Das habe seinen Grund, sagt Fatma Celik. Mehr Aufklärung über bestehende Angebote sei nötig, so die 68jährige, die früher in der Personalabteilung vom Hamburger Krankenhaus Altona gearbeitet hat und sich seit rund zehn Jahren für die Ausweitung interkultureller Senioren-Angebote engagiert. Nahezu täglich ist sie mit ihrem Mann Saim im Interkulturellen Seniorentreff Mekan in Hamburg-Altona anzutreffen. Dort wird Musik gemacht, getanzt und gesungen, aber dort können sich Senioren und ihre Angehörigen auch über sogenannte kultursensible ambulante Pflegedienste, das Veringeck oder über geeignete Pflegeheime informieren, von denen es viel zu wenige gibt. Bei der Neukonzeption des Tabea-Pflegeheims in Hamburg-Lurup waren die Celiks hautnah dabei. »Wir suchten damals nach Plätzen in Pflegeheimen mit türkisch sprechendem Pflegepersonal und kamen mit der Leitung des Diakoniewerks Tabea in Kontakt«, erinnert sich Saim Celik. Die erkannte das Potential und entschloss sich, eine türkische Wohngruppe mit 14 Plätzen einzurichten, die mittlerweile auf 28 Plätze aufgestockt wurde.

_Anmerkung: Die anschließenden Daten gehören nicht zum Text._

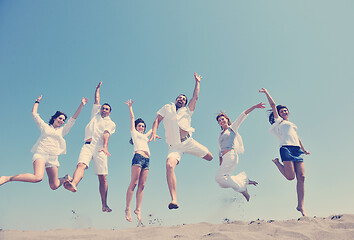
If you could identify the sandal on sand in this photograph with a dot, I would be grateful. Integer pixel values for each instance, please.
(69, 186)
(173, 206)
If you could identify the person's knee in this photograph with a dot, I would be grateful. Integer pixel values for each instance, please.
(81, 166)
(171, 164)
(141, 186)
(38, 179)
(53, 186)
(290, 177)
(208, 157)
(300, 178)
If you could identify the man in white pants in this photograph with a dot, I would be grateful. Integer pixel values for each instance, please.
(178, 130)
(97, 133)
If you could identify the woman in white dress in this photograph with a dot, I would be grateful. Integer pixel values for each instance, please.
(230, 145)
(48, 147)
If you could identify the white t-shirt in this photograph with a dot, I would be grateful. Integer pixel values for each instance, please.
(174, 120)
(285, 131)
(230, 138)
(98, 125)
(52, 140)
(140, 141)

Die sind zwar noch nicht komplett belegt, »aber der Bedarf nimmt zu«, sagt Nacife Tokuc. Die gelernte Krankenschwester, die sich zur Pflegedienstleiterin weiterqualifiziert hat, ist für den Pflegedienst verantwortlich und ständig auf der Suche nach qualifiziertem Pflegepersonal türkischer Herkunft. »Das ist knapp und der Bedarf wächst. Bei uns, aber auch bei den mobilen Pflegediensten«, sagt die in der Türkei und Deutschland aufgewachsene Frau, deren Vater nach fast 30 Arbeitsjahren in Deutschland an die türkische Mittelmeerküste zurückgekehrt ist. »Er hat den Traum vieler Gastarbeiter wahrgemacht«, sagt Tokuc. Das bleibt vielen Migranten der ersten Generation verwehrt, die ihre Kinder im Gastland nicht alleinlassen wollen oder die Bindung an ihr Heimatdorf verloren haben. »Ein Stück Migrationsalltag in Deutschland«, so Tokuc, die täglich oben in den beiden Wohngruppen unterwegs ist, wo türkisch gesprochen wird.
Immer mehr Menschen in Deutschland sind auf Pflege und Betreuung angewiesen. Zuständig für die Definition von Standards und die Ausrichtung von Heimen, Servicewohnanlagen wie das »betreute Wohnen«, aber auch von Wohngemeinschaften für pflegebedürftige und behinderte Menschen sowie Wohneinrichtungen und Heimen sind die Bundesländer. Folgerichtig gibt es keine einheitlichen Strukturen, obwohl bundesweit die Nachfrage nach spezifischen Angeboten für betreutes Wohnen und Pflege alter Menschen mit Migrationshintergrund zunimmt. Insgesamt haben etwa zehn Prozent aller Menschen über 64 Jahre in Deutschland einen Migrationshintergrund, das sind rund 1,5 Millionen. Im Jahr 2030 wird sich diese Zahl bereits verdoppelt haben. Doch schon heute fehlt es an Angeboten und an Personal. Viele Bundesländer sind auf den steigenden Bedarf an kultursensiblen Angeboten in der Altenpflege und -betreuung nicht vorbereitet.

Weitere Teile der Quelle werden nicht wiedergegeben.